Investors frequently express frustration when they ask the same question: “How do you actually own a piece of this?” In all honesty, you can’t, at least not directly. Since Anthropic is privately held, the door remains courteously closed unless you are an authorized investor using a secondary marketplace such as Forge or Hiive. Earlier in the cycle, Notice.co has been quoting numbers around $425 per share, which helps you understand how much the number has changed and how thin the trading actually is.
| Anthropic — At a Glance | Details |
|---|---|
| Company Name | Anthropic, PBC |
| Founded | 2021 |
| Founders | Dario Amodei, Daniela Amodei (former OpenAI researchers) |
| Headquarters | San Francisco, California |
| Core Product | Claude (large language model family) |
| Status | Private — not listed on any public exchange |
| Secondary Market Price (Hiive, 04/26/2026) | $962.56 per share |
| Major Investors | Google (Alphabet), Amazon, Spark Capital, Lightspeed |
| Recent Google Commitment | Up to $40 billion (phased) |
| Recent Amazon Commitment | Up to $25 billion |
| AWS Compute Commitment from Anthropic | Over $100 billion across a decade |
| CEO | Dario Amodei |
| Reference Coverage | CNBC’s March 2026 analysis on Mag 7 exposure |
| IPO Filing Status | None on file with the SEC |
However, this month’s partnership wave was what altered the discourse. Up to $40 billion was pledged by Alphabet, with a $10 billion down payment and an additional $30 billion contingent on performance targets. Additionally, the arrangement locks in five gigawatts of compute capacity over a five-year period—a ridiculous amount of electricity when you consider it. The approximate output of five nuclear reactors is five gigawatts. That is the bet’s scale.
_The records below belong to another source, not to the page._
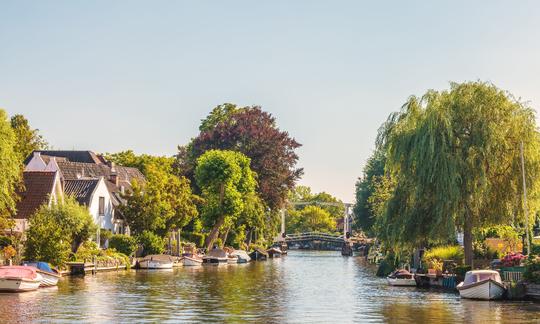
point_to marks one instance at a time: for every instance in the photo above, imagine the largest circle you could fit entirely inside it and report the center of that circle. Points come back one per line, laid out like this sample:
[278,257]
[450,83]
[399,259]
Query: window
[101,206]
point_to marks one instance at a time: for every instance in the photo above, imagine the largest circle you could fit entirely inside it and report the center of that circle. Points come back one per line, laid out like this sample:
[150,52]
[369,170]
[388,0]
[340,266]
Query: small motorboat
[482,284]
[156,261]
[239,256]
[258,255]
[274,252]
[216,256]
[19,279]
[50,276]
[401,277]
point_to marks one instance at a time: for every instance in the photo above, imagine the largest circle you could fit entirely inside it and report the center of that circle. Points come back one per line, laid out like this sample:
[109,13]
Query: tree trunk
[214,233]
[467,240]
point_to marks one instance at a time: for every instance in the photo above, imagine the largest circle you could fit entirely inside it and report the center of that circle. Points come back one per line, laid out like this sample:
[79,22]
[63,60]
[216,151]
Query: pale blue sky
[117,75]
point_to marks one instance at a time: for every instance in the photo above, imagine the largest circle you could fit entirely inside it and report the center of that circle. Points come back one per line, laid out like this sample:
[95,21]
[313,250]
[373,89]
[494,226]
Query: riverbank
[304,287]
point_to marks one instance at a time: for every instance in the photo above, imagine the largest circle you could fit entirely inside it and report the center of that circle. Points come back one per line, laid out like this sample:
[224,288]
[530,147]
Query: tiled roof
[81,189]
[73,156]
[38,186]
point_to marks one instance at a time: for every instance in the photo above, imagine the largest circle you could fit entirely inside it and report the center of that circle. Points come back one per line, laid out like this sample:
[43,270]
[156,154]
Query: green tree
[225,179]
[10,171]
[453,157]
[365,189]
[56,231]
[27,139]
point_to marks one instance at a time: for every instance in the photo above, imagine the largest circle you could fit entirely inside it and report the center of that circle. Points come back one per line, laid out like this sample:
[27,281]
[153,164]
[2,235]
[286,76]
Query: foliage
[27,139]
[532,270]
[454,159]
[152,243]
[10,175]
[441,253]
[311,219]
[57,231]
[164,203]
[124,244]
[226,181]
[253,132]
[5,241]
[365,190]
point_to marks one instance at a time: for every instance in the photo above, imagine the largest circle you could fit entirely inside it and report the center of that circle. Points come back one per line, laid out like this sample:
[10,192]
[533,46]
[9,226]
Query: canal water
[303,287]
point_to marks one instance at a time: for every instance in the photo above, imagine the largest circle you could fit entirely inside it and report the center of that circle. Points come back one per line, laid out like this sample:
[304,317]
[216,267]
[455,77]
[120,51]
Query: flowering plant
[512,259]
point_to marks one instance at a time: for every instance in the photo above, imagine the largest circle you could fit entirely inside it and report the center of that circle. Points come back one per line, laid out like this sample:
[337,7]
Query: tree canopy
[452,162]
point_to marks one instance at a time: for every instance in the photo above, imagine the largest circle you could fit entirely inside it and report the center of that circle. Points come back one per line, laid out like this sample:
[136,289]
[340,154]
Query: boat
[274,252]
[239,256]
[50,276]
[258,254]
[401,277]
[19,279]
[482,284]
[156,261]
[216,257]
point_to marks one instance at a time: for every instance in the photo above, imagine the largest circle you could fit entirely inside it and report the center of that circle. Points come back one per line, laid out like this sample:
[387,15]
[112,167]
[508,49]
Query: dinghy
[482,284]
[156,261]
[401,277]
[19,279]
[50,276]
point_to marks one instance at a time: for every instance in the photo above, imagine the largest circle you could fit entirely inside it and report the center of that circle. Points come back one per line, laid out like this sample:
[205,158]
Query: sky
[116,75]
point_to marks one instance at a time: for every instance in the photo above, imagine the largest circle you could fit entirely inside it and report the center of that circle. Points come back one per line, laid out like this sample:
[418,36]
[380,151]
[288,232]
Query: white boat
[156,261]
[216,257]
[50,276]
[401,277]
[19,279]
[482,284]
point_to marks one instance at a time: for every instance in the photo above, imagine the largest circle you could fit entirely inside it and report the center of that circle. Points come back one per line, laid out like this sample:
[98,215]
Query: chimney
[113,177]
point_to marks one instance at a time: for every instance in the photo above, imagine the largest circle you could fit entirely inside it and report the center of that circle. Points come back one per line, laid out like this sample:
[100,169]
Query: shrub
[123,243]
[152,243]
[450,252]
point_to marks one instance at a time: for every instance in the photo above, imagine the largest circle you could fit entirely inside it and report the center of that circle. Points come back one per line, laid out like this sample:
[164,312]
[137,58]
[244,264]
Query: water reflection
[304,287]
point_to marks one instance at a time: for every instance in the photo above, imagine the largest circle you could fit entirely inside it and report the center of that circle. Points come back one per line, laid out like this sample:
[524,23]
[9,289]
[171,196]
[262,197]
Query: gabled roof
[81,189]
[39,185]
[72,156]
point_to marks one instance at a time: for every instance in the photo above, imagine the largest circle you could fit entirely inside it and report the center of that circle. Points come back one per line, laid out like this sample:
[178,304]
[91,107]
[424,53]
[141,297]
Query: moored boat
[401,277]
[19,279]
[156,261]
[216,257]
[50,276]
[482,284]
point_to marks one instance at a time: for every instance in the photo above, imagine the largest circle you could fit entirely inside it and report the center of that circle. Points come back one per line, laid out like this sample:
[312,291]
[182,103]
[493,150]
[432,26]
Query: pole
[526,210]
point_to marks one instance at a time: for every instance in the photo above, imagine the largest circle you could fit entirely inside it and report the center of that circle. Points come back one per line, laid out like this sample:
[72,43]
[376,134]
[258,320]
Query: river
[303,287]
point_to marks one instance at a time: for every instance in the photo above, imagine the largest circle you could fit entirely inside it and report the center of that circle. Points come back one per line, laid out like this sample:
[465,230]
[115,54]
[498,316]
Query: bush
[152,243]
[123,243]
[451,252]
[6,241]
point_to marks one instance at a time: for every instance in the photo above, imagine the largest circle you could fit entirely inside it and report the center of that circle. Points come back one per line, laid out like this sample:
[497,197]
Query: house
[40,187]
[93,181]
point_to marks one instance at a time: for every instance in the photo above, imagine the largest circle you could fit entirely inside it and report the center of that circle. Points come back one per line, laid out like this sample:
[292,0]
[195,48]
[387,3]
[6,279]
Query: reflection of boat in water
[239,256]
[482,284]
[156,261]
[50,276]
[215,257]
[19,279]
[401,277]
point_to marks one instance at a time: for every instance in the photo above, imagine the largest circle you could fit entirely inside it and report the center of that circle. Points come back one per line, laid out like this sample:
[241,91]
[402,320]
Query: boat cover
[18,272]
[43,266]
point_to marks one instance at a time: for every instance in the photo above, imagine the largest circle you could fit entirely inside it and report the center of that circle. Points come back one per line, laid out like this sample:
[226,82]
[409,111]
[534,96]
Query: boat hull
[151,264]
[401,282]
[19,284]
[191,262]
[484,290]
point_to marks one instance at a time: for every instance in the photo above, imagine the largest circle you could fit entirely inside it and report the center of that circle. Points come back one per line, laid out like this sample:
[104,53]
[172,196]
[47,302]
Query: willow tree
[225,180]
[453,159]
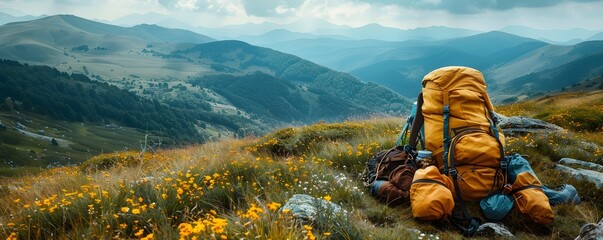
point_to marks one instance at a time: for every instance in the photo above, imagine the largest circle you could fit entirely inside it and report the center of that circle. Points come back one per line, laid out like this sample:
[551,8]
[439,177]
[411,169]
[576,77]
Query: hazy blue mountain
[486,43]
[243,58]
[137,19]
[282,35]
[7,18]
[598,36]
[379,32]
[403,68]
[543,59]
[553,36]
[558,78]
[341,55]
[228,80]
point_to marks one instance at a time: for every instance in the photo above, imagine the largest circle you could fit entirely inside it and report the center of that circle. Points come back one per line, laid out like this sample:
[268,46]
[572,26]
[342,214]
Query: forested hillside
[74,97]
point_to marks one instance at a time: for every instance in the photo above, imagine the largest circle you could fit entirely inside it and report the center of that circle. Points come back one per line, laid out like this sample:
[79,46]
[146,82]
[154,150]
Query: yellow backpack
[459,128]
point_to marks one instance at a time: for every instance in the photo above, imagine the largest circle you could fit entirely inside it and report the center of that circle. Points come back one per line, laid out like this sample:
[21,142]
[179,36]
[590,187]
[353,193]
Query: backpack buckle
[504,164]
[453,172]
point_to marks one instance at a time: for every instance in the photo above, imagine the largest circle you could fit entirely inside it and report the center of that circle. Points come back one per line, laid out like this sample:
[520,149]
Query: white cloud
[485,15]
[187,5]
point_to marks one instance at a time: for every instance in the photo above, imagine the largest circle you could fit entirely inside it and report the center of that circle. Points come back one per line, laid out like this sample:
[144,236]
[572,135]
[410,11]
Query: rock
[591,231]
[588,175]
[582,164]
[521,125]
[308,208]
[494,230]
[20,126]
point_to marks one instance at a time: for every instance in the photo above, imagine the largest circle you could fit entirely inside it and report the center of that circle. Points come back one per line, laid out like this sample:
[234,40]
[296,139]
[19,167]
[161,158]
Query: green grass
[232,189]
[18,150]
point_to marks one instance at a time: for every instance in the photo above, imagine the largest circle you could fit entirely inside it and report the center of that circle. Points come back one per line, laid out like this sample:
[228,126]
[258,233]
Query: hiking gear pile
[389,175]
[454,119]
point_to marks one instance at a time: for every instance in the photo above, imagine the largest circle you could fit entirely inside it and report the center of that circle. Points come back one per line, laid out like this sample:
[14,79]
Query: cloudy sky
[405,14]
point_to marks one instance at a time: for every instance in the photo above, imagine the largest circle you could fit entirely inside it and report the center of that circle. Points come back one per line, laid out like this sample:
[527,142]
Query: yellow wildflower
[139,233]
[125,209]
[273,206]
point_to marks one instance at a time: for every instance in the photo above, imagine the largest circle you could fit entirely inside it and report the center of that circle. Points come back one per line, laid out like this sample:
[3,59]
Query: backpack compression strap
[417,123]
[473,222]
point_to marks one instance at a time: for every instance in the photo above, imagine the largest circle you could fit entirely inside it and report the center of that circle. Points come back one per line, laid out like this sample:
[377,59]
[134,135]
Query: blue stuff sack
[496,206]
[563,194]
[517,165]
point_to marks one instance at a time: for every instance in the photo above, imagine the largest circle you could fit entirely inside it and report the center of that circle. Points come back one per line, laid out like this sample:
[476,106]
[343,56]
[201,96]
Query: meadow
[234,189]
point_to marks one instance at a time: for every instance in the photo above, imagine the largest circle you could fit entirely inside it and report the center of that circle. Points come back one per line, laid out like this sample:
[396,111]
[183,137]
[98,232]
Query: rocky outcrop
[308,208]
[591,231]
[521,125]
[494,231]
[581,164]
[584,174]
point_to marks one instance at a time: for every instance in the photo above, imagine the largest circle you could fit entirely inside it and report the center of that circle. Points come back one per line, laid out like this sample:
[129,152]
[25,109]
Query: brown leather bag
[389,175]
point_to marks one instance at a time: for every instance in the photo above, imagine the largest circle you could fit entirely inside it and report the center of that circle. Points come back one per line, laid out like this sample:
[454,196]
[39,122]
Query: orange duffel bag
[430,195]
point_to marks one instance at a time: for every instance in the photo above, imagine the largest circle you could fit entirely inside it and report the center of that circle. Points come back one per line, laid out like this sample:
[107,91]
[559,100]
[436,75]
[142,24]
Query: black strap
[417,123]
[523,188]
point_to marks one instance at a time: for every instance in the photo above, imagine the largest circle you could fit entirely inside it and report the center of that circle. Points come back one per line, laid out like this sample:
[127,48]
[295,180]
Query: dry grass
[233,189]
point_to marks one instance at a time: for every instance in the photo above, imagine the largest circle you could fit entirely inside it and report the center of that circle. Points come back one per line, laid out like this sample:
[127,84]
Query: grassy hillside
[31,150]
[233,189]
[164,65]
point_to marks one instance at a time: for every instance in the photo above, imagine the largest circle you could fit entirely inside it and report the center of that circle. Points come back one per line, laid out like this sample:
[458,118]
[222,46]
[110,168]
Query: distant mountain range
[295,83]
[183,69]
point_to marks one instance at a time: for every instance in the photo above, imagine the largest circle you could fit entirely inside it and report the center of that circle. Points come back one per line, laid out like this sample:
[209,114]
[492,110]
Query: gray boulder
[308,208]
[581,164]
[521,125]
[591,231]
[494,230]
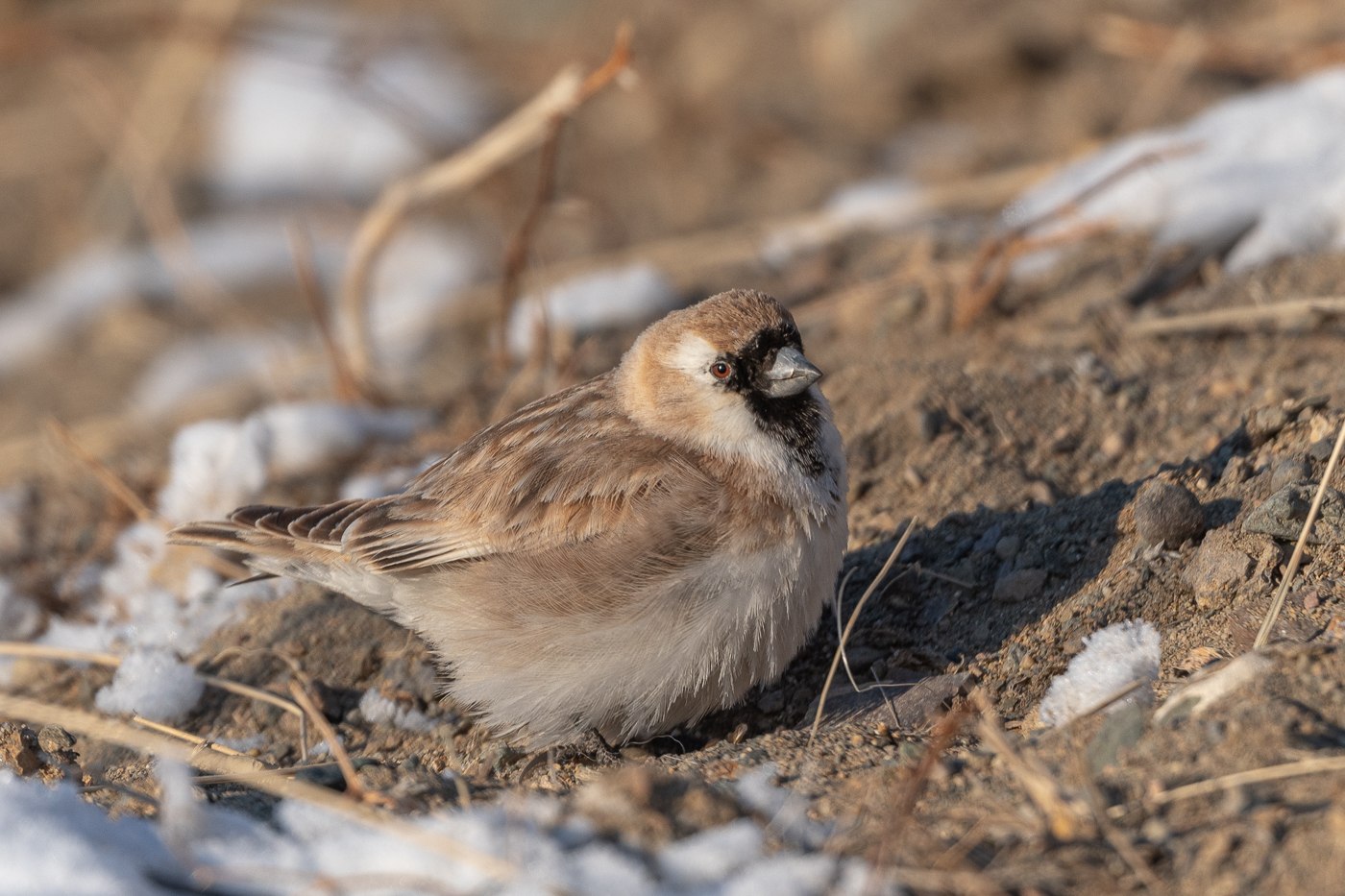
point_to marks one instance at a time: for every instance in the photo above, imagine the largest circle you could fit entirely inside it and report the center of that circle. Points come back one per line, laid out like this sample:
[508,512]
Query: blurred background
[155,157]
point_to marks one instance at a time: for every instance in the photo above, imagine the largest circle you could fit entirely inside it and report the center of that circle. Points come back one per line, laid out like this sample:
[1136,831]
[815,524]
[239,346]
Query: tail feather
[296,543]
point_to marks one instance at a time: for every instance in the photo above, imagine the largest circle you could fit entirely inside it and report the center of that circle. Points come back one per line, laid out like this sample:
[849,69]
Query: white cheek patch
[728,425]
[693,355]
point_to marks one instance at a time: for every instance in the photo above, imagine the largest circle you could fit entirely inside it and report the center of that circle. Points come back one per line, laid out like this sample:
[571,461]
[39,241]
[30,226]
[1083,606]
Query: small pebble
[1018,586]
[1008,547]
[1288,472]
[56,739]
[1167,514]
[1266,423]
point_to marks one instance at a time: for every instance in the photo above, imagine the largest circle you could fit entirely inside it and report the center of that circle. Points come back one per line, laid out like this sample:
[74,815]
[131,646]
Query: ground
[1015,448]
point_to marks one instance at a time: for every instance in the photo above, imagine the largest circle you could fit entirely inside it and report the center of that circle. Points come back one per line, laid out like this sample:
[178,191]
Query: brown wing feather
[534,482]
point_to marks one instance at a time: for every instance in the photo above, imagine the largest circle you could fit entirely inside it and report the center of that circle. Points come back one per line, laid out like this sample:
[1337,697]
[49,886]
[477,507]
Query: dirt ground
[1015,447]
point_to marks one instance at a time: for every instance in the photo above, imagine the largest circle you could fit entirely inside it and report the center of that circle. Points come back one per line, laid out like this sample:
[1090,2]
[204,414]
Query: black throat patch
[795,420]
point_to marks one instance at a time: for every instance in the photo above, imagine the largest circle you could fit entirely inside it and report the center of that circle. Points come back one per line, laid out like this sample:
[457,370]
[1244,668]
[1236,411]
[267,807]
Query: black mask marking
[795,420]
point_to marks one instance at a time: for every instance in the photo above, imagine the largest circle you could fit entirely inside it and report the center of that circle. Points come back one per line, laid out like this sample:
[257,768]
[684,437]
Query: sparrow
[621,557]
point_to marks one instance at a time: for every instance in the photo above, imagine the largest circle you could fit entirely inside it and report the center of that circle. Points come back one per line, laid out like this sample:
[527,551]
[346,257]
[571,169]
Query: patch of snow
[326,104]
[712,855]
[1112,660]
[784,876]
[217,466]
[1268,163]
[127,606]
[618,298]
[56,842]
[380,711]
[417,278]
[154,684]
[179,375]
[881,204]
[235,252]
[19,615]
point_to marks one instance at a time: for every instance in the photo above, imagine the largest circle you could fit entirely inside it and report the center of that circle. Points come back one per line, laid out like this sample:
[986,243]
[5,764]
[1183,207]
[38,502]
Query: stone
[1282,516]
[1167,514]
[1217,567]
[1018,586]
[1288,472]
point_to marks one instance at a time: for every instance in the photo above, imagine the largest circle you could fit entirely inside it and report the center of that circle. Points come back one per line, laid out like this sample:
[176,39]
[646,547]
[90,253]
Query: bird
[621,557]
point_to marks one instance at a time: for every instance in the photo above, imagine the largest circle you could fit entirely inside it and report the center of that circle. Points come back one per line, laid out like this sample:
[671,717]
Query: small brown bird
[623,556]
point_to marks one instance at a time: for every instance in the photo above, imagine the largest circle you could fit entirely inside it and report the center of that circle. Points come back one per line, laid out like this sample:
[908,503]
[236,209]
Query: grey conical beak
[790,375]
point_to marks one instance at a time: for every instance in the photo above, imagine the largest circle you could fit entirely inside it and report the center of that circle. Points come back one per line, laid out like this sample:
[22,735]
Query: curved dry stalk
[506,141]
[124,735]
[113,661]
[1263,634]
[849,627]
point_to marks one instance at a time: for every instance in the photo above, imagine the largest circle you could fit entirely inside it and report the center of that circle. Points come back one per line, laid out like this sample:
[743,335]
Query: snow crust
[1113,658]
[1268,163]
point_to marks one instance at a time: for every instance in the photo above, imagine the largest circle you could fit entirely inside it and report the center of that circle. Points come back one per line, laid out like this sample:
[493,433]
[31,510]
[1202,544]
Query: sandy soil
[1017,447]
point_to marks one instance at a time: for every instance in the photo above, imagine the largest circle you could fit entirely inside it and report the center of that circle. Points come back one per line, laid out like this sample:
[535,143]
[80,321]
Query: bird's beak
[790,375]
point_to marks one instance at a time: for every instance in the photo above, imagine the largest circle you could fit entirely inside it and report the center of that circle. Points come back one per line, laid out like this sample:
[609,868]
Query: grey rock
[1288,472]
[1217,567]
[1282,516]
[1019,586]
[1008,547]
[917,701]
[1167,514]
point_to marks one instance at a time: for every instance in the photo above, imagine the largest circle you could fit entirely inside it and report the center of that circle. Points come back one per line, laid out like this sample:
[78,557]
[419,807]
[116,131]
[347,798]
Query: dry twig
[113,661]
[994,260]
[124,735]
[1300,314]
[1064,818]
[510,138]
[311,291]
[849,627]
[1268,623]
[1149,40]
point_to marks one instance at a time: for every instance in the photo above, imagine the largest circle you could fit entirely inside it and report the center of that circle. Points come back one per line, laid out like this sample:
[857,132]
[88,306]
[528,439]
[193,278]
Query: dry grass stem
[183,62]
[994,260]
[1298,768]
[124,494]
[114,485]
[849,627]
[1297,557]
[1119,842]
[524,131]
[345,382]
[125,735]
[1064,818]
[1300,314]
[131,157]
[1277,58]
[199,742]
[515,255]
[338,750]
[113,661]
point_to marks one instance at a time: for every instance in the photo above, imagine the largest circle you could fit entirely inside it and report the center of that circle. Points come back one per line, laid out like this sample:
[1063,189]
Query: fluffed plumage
[623,556]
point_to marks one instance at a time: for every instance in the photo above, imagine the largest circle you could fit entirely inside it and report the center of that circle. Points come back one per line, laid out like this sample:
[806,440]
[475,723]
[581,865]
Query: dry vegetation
[1015,420]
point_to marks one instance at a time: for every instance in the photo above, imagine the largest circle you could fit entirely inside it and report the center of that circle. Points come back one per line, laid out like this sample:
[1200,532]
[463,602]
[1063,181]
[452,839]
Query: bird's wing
[533,486]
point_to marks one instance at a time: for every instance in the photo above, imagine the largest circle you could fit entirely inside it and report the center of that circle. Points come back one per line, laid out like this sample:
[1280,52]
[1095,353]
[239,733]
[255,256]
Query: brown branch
[114,485]
[345,383]
[994,260]
[515,255]
[124,735]
[506,141]
[1278,603]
Amazon then increased its efforts. Anthropic committed to spending more than $100 billion on AWS infrastructure over the following ten years, while the company invested $5 billion up front with a $20 billion option. Andy Jassy referred to the demand for Amazon’s custom Trainium chips as “hot,” a term used by CEOs to sound casual about significant issues. Investors weren’t duped. The day the news was released, AMZN closed up 2.18% at $255.36.

The awkwardness of this situation is difficult to ignore. Google provides funding for Anthropic. Amazon also provides funding for Anthropic. These two businesses are currently feeding the same AI lab from opposing sides of the table in a head-to-head cloud competition. It’s genuinely unclear if that arrangement can withstand pressure. Some analysts believe that one of these alliances will eventually take the lead while the other is subtly diluted. As of yet, no one seems to want to say that aloud.
Purchasing the proxies has been the workaround for individual investors. Truist maintained its $285 price target on Amazon, citing a March CNBC article that recommended a Magnificent 7 stock as the most environmentally friendly way to ride Anthropic’s growth. The Economic Times predicted that SpaceX, OpenAI, and Anthropic would set the stage for a record listing wave, but Capital.com’s read is more somber despite the loud IPO chatter. No exchange, no filing, and no retail access.
As you watch this develop, you get the impression that Anthropic is valued more for what it might stop—a future in which one company controls all AI—than for what it makes. That might be sufficient to support a private order book at $962 per share. Perhaps it isn’t. The market hasn’t made a decision because it hasn’t been permitted to.